Kaczynki a pris la tête du gouvernement dans
une situation extrêmement difficile. Un certain nombre de ministres avaient
déjà dû faire leurs valises durant le court mandat de Marcinkiewicz et la
Pologne a connu au cours de ces derniers huit mois pas moins de quatre
ministres des finances différents. Tous les quatre avaient tenté d’imposer un
budget d’austérité en dépit dune résistance féroce.
Quelques semaines à peine après son élection,
le gouvernement fut confronté à de violentes manifestations du personnel
hospitalier. Partant de la région de Podkarpacie, aux confins sud-est de la
Pologne, des manifestations et des grèves s’étaient étendues à tout le pays.

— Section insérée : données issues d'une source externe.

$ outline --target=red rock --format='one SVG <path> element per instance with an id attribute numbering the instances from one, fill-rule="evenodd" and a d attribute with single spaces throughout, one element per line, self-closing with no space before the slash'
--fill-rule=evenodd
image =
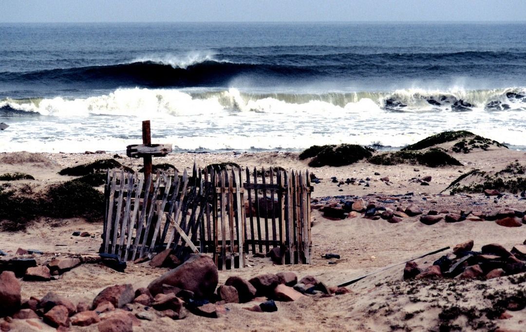
<path id="1" fill-rule="evenodd" d="M 355 202 L 352 203 L 351 209 L 352 209 L 353 211 L 361 212 L 365 211 L 367 207 L 367 204 L 366 204 L 365 201 L 363 199 L 360 199 L 357 201 L 355 201 Z"/>
<path id="2" fill-rule="evenodd" d="M 256 294 L 268 296 L 279 284 L 279 278 L 275 274 L 260 274 L 248 281 L 256 288 Z"/>
<path id="3" fill-rule="evenodd" d="M 53 327 L 69 326 L 69 317 L 67 308 L 63 305 L 56 305 L 44 315 L 44 321 Z"/>
<path id="4" fill-rule="evenodd" d="M 11 271 L 0 274 L 0 317 L 18 311 L 21 305 L 20 282 Z"/>
<path id="5" fill-rule="evenodd" d="M 406 211 L 404 212 L 406 214 L 411 217 L 418 215 L 419 214 L 422 214 L 423 213 L 421 209 L 413 204 L 412 204 L 408 206 L 406 209 Z"/>
<path id="6" fill-rule="evenodd" d="M 239 303 L 239 295 L 237 289 L 233 286 L 221 285 L 217 289 L 217 294 L 226 303 Z"/>
<path id="7" fill-rule="evenodd" d="M 115 285 L 103 289 L 93 299 L 92 307 L 96 308 L 99 303 L 108 301 L 116 308 L 121 308 L 133 301 L 134 298 L 135 293 L 131 284 Z"/>
<path id="8" fill-rule="evenodd" d="M 453 253 L 457 254 L 462 252 L 469 251 L 473 249 L 474 242 L 472 240 L 468 240 L 462 243 L 459 243 L 453 247 Z"/>
<path id="9" fill-rule="evenodd" d="M 108 312 L 113 311 L 115 309 L 115 306 L 113 305 L 113 304 L 109 301 L 103 301 L 102 302 L 99 302 L 97 305 L 97 307 L 95 308 L 94 310 L 102 314 L 103 313 L 107 313 Z"/>
<path id="10" fill-rule="evenodd" d="M 431 265 L 428 266 L 427 268 L 417 275 L 417 278 L 423 279 L 441 276 L 442 272 L 440 272 L 440 267 L 438 265 Z"/>
<path id="11" fill-rule="evenodd" d="M 495 222 L 497 225 L 504 227 L 520 227 L 522 226 L 522 222 L 517 217 L 506 217 L 499 219 Z"/>
<path id="12" fill-rule="evenodd" d="M 59 273 L 62 274 L 69 271 L 79 265 L 80 265 L 80 260 L 79 258 L 73 257 L 55 258 L 47 264 L 47 267 L 52 272 L 58 271 Z"/>
<path id="13" fill-rule="evenodd" d="M 227 279 L 225 284 L 232 286 L 237 289 L 239 297 L 239 302 L 248 302 L 256 296 L 256 288 L 246 280 L 240 277 L 234 276 Z"/>
<path id="14" fill-rule="evenodd" d="M 24 276 L 26 281 L 49 281 L 51 280 L 51 274 L 47 266 L 35 266 L 28 267 Z"/>
<path id="15" fill-rule="evenodd" d="M 159 277 L 148 285 L 152 295 L 163 292 L 163 284 L 193 292 L 196 298 L 209 298 L 218 283 L 217 267 L 204 254 L 193 254 L 184 263 Z"/>
<path id="16" fill-rule="evenodd" d="M 13 318 L 15 319 L 31 319 L 38 318 L 38 315 L 31 309 L 21 309 L 13 315 Z"/>
<path id="17" fill-rule="evenodd" d="M 73 302 L 67 299 L 63 296 L 60 296 L 53 292 L 50 292 L 46 294 L 38 304 L 39 308 L 49 307 L 53 305 L 62 305 L 67 308 L 68 314 L 71 316 L 75 313 L 77 307 Z"/>
<path id="18" fill-rule="evenodd" d="M 276 275 L 279 278 L 280 284 L 291 287 L 298 283 L 298 276 L 294 272 L 278 272 Z"/>
<path id="19" fill-rule="evenodd" d="M 136 297 L 133 302 L 135 303 L 140 303 L 144 306 L 149 306 L 151 304 L 151 296 L 148 296 L 148 294 L 141 294 Z"/>
<path id="20" fill-rule="evenodd" d="M 84 311 L 76 314 L 70 318 L 72 325 L 88 326 L 100 321 L 98 315 L 94 311 Z"/>
<path id="21" fill-rule="evenodd" d="M 483 274 L 480 266 L 479 264 L 476 264 L 467 267 L 464 272 L 460 274 L 459 277 L 460 279 L 473 279 L 480 276 Z"/>
<path id="22" fill-rule="evenodd" d="M 274 289 L 274 297 L 278 301 L 295 301 L 305 296 L 291 287 L 280 284 Z"/>
<path id="23" fill-rule="evenodd" d="M 429 214 L 426 214 L 426 215 L 420 216 L 420 222 L 428 226 L 434 225 L 441 220 L 442 220 L 441 215 L 429 215 Z"/>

Les travailleurs revendiquèrent une augmentation de salaire immédiate de 20
pour cent et un salaire double l’année prochaine. Compte tenu d’un salaire
mensuel entre 1.400 et 1.500 slotys (environ 350-400 euros) ces revendications
sont bien modestes. Le gouvernement Marcinkiewicz avait réagi en menaçant de
durcir le droit de grève et d’appliquer des mesures disciplinaires contre les
grévistes.
Au printemps, les
mineurs déclenchèrent également une grève surprise et des protestations dans le
but de profiter d’une part des bénéfices des entreprises. L’année dernière
uniquement, les profits de trois entreprises minières avaient augmenté de 250
millions d’euros.
D’après un sondage réalisé par l’Institut
Pentor, une nette majorité de la population polonaise a soutenu les
revendications et les grèves des mineurs et du personnel hospitalier. Selon un
autre sondage de l’Institut Gfk Polonia, si une élection avait lieu
aujourd’hui, les trois partis gouvernementaux devraient se partager un peu plus
de 30 pour cent des votes.
Parallèlement, une nouvelle analyse effectuée
en juin dernier par l’Organisation de coopération et de développement
économique (OCDE) dit que « Le marché de l’emploi en Pologne est le pire
d’Europe. » Le rapport demande au gouvernement de simplifier le système
fiscal et de baisser nettement les taux d’imposition des entreprises. Ceci s’accompagnerait
d’autres restrictions qui seraient imposées à la population.